チェアマンズスプリントプライズ 2025/4/27(日) 15:50発走 シャティン競馬場

見どころPREVIEW

11連勝中のカーインライジングが不動の本命。(Photo by The Hong Kong Jockey Club)

カーインライジングが不動の主役、日本勢は前回接戦のサトノレーヴに期待

今年のチャンピオンズデーで3レースを色分けするなら、クイーンエリザベス2世Cは混戦模様、チャンピオンズマイルは2強対決、そして、このチェアマンズスプリントプライズはカーインライジングが不動の本命。今季の7勝を含む11連勝中と地元の香港では無敵の地位を築き、年度代表馬の座も視野に入れる最強馬に死角は少ない。

アクシデントなどの不可抗力を別にして、現状のカーインライジングが負けるケースを想定するなら、今回のように外国勢が加わって異なる相手関係、経験の少ない道悪といった外的な変化に求めるしかなさそう。このうち、道悪に近いケースは今季初戦で1戦だけ経験しているが、当時はクラス1の条件戦で61kgのトップハンデを負担しながら、ゴール前は流す余裕の完勝を収めている。4馬身3/4差の5着で2番目に重いハンデ59.5kgのフライングエースは、道悪だった昨年のチェアマンズSPで4着の実力馬。週末にかけて天気が優れない現地だが、よほど極端な馬場状態にならない限り心配無用かもしれない。

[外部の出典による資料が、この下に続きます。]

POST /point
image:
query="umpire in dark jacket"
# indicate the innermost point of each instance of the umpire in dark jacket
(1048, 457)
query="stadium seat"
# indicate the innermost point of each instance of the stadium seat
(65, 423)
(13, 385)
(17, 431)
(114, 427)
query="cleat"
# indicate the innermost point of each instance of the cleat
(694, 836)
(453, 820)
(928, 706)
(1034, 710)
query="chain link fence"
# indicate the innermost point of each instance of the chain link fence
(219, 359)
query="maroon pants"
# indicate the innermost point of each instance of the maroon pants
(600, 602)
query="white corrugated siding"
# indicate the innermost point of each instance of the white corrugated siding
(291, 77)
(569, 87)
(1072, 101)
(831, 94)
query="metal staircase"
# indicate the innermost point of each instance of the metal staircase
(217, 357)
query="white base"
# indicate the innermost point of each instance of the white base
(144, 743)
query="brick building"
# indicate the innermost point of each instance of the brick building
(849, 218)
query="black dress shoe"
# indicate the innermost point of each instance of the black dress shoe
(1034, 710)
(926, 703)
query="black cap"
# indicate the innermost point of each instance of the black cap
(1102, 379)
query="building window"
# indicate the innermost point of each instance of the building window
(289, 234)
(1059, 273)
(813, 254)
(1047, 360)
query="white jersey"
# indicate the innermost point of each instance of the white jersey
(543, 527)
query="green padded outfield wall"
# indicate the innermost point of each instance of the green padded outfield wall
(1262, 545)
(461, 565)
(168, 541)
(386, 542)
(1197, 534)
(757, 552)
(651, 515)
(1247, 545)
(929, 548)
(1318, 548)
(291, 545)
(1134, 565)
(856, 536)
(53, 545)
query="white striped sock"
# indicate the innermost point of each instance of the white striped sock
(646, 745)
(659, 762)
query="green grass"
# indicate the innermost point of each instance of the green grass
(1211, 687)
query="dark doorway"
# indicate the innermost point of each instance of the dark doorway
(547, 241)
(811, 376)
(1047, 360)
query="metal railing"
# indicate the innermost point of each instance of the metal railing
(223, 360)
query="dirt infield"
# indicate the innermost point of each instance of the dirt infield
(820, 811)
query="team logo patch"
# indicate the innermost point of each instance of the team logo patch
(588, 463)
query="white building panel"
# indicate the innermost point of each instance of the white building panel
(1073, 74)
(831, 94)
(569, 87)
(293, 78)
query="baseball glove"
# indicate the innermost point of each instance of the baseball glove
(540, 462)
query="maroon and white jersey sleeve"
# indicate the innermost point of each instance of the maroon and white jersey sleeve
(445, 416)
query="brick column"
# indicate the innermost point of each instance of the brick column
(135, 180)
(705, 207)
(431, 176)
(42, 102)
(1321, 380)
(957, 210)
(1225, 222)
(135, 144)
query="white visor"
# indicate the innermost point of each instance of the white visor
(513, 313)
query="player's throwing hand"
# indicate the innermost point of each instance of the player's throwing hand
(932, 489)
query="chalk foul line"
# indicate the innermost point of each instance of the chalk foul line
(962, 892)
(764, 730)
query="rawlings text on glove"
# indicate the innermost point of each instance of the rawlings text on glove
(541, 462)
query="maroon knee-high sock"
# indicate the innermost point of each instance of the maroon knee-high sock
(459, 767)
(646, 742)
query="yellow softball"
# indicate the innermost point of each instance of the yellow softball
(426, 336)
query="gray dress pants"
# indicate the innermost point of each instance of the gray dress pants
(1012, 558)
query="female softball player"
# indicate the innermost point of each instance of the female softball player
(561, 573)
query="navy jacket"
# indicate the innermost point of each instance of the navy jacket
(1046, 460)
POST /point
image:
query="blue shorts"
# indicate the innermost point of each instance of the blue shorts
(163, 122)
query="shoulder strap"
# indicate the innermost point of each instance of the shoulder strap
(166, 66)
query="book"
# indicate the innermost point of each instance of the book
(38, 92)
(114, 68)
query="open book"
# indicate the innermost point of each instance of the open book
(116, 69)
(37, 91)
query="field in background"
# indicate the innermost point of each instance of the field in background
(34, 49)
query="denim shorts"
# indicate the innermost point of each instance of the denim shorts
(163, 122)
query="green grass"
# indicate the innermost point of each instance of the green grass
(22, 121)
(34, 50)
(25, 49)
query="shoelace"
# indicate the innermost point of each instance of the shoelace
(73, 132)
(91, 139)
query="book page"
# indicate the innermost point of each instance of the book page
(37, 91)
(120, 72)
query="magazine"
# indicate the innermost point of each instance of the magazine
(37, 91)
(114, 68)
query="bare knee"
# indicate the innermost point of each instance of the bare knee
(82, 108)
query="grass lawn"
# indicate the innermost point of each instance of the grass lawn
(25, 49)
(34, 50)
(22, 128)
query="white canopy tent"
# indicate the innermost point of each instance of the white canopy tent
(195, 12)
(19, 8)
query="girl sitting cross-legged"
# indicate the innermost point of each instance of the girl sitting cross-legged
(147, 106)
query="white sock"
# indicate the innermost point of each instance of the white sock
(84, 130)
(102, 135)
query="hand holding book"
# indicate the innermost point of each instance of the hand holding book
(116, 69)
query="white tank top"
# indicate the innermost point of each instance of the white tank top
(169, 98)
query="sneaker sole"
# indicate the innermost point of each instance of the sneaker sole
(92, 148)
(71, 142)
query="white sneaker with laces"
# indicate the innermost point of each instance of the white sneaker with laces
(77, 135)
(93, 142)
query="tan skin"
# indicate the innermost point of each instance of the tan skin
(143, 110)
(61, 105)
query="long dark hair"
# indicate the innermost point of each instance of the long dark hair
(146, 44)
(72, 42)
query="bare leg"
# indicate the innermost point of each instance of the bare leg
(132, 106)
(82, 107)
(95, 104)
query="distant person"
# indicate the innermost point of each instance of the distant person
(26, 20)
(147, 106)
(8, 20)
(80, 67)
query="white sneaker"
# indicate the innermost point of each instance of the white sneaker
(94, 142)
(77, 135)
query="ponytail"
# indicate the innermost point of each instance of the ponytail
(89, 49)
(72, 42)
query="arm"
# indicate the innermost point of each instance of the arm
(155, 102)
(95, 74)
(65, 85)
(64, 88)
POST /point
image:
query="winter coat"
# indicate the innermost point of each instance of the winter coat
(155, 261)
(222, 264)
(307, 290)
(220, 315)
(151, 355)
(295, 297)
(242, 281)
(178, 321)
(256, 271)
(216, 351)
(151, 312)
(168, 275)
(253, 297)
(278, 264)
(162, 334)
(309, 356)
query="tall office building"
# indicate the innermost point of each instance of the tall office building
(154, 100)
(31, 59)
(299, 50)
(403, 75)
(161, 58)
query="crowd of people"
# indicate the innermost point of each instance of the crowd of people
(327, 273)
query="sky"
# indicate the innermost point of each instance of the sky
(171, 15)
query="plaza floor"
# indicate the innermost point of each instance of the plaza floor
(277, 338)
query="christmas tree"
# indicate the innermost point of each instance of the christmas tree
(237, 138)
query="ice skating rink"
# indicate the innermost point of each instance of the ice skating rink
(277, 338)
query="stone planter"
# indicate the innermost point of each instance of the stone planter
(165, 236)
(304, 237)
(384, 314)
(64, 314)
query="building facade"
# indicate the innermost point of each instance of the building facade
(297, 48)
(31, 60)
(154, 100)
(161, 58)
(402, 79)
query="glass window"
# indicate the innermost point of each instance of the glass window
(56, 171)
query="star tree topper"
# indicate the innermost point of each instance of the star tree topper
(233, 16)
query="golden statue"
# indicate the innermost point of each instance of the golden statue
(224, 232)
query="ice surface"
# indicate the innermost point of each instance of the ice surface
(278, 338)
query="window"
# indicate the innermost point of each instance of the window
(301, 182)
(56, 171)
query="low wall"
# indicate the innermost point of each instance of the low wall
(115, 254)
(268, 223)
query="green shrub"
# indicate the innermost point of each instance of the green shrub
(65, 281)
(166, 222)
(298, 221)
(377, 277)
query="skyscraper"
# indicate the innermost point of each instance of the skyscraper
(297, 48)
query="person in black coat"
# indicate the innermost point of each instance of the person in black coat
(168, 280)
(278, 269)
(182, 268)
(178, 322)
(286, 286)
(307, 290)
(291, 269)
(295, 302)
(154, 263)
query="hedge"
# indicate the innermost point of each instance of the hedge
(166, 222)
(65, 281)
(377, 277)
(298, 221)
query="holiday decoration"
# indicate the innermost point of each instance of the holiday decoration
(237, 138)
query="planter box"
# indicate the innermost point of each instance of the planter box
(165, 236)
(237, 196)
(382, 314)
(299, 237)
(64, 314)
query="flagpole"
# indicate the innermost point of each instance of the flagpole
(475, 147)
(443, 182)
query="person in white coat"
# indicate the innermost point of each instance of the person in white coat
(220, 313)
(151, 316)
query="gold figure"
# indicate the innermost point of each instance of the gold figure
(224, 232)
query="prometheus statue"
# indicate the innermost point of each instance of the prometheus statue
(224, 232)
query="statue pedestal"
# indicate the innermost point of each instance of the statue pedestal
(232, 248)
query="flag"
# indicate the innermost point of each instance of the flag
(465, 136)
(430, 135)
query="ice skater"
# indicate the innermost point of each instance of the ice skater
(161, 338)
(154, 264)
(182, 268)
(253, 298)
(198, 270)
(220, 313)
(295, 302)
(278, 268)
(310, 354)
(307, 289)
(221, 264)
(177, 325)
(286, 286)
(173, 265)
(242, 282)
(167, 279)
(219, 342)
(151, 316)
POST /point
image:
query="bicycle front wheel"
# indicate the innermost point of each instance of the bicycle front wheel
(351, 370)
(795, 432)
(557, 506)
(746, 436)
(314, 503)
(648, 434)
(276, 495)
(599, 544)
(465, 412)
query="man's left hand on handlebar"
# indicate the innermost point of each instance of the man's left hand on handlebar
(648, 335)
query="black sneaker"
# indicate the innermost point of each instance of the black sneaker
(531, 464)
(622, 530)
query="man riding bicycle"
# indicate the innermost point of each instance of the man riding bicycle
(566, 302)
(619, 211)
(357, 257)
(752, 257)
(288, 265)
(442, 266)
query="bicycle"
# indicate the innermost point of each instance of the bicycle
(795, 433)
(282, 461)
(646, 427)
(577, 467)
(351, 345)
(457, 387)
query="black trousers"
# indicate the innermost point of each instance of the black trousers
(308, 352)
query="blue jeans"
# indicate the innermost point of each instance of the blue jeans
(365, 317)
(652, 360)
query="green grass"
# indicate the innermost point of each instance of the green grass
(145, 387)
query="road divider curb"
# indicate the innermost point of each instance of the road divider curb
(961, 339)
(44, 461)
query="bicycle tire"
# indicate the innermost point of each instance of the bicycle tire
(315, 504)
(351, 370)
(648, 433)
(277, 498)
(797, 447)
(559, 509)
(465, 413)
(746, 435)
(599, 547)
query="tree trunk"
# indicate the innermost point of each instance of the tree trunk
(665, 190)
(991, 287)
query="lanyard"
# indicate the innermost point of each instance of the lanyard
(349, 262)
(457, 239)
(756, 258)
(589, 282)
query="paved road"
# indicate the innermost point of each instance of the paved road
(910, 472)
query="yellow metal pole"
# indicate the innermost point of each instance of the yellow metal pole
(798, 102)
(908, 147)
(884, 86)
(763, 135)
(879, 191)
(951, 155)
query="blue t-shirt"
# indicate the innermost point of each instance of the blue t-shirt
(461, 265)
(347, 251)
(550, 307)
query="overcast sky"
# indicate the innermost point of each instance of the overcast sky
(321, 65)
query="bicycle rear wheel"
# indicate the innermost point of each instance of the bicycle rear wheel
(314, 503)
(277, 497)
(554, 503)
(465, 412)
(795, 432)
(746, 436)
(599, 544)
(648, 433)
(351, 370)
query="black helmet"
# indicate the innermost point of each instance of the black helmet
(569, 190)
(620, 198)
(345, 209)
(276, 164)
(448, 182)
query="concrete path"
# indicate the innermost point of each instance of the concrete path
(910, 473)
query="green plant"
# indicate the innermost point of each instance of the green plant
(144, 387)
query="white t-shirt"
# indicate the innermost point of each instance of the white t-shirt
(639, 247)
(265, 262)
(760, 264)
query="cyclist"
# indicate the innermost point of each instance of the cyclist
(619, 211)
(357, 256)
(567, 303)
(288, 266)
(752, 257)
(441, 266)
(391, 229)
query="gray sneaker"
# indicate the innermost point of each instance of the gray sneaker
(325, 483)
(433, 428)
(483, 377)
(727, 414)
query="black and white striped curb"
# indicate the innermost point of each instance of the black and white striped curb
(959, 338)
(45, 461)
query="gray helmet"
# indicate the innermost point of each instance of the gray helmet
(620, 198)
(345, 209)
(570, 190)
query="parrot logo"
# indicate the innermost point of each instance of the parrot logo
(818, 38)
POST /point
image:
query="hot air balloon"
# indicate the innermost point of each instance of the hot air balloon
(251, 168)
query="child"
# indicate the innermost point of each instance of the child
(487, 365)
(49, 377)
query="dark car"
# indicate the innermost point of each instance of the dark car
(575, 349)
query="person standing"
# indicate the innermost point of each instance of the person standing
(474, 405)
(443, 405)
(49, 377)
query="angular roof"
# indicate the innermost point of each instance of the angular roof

この絶対王者に実力で太刀打ち可能な馬がいるとすれば、日本のサトノレーヴを置いて他にいない。昨年暮れの香港スプリントは直線でカーインライジングに食らいつき3/4馬身差の3着。スプリンターズSの凡走後、初の海外遠征と不安もある中で上々の内容を残した。高松宮記念を制してスケールアップを果たし、香港も2度目なら前回以上を期待できる。道悪は昨年の阪急杯で4着に敗れているが、当時は10か月の休み明けでオープン初挑戦、1200mから1400mへの距離延長と不慣れな条件が重なっていた。鞍上の小崎綾也騎手は道悪も問題なしとの談話を残している。

ルガルの香港スプリントは出遅れて先行力を発揮できず、11着という結果も度外視できる。しかし、前走の高松宮記念(7着)は物足りない。直線で先頭の形こそ作ったものの、直後を追走のエイシンフェンサーに差し込まれた。スプリンターズSを勝った際は縦長のイレギュラーな展開だっただけに、ここは真価を問われる一戦。不良馬場の橘Sを圧勝したように道悪はこなせるはずで、重馬場で大敗した昨年の高松宮記念は骨折の影響も考えられる。初遠征のエイシンフェンサーは目下の勢いがどこまで通じるか。

昨年暮れの香港スプリントはカーインライジングに食らいついたサトノレーヴ。(Photo by Shuhei Okada)

もう1頭の日本調教馬、ダノンマッキンリーは前走のアルクオーツスプリントが大健闘の4着。出遅れなければもっと上位を狙えたかという非常に濃い内容を残した。その一方、今回はドバイからの転戦で体調面が課題。昨年はカリフォルニアスパングルがアルクオーツスプリント勝ちから帰国してチェアマンズSPでも2着に好走したが、ドバイが4月開催の今年はレース間隔が1週詰まっている。

地元の香港勢はカーインライジングに勝負づけを済まされた馬ばかりで、唯一と言うべき注目は、ラッキースワイネスが砲骨の骨折から1年ぶりに実戦復帰を果たすことか。2023年にチェアマンズSPを制すなど最優秀スプリンターに輝き、無事ならカーインライジングの独走を許していなかったはずの実力馬。いきなり勝ち負けは難しいだろうが、昨年9月に帰厩して12月からトライアルに参加するなど乗り込み自体は進んでいる。まずは来季に希望をつなげる走りを見せてほしい。

これ以外の地元勢は、極端な道悪となってカーインライジングが苦しむか、日本勢の抵抗を受けてもつれる展開になるかが望み。今季は9戦して4着が最高と停滞しているが、道悪なら昨年のチェアマンズSPを完勝したインビンシブルセージに再び勝機が訪れるか。また、もつれる展開なら今季の6戦中5戦でカーインライジングの2着(残りは3着)と涙を飲んできたヘリオスエクスプレスにも当然、チャンスがめぐってくる。香港スプリントで1/4馬身かわされたサトノレーヴにとっても気になる存在だ。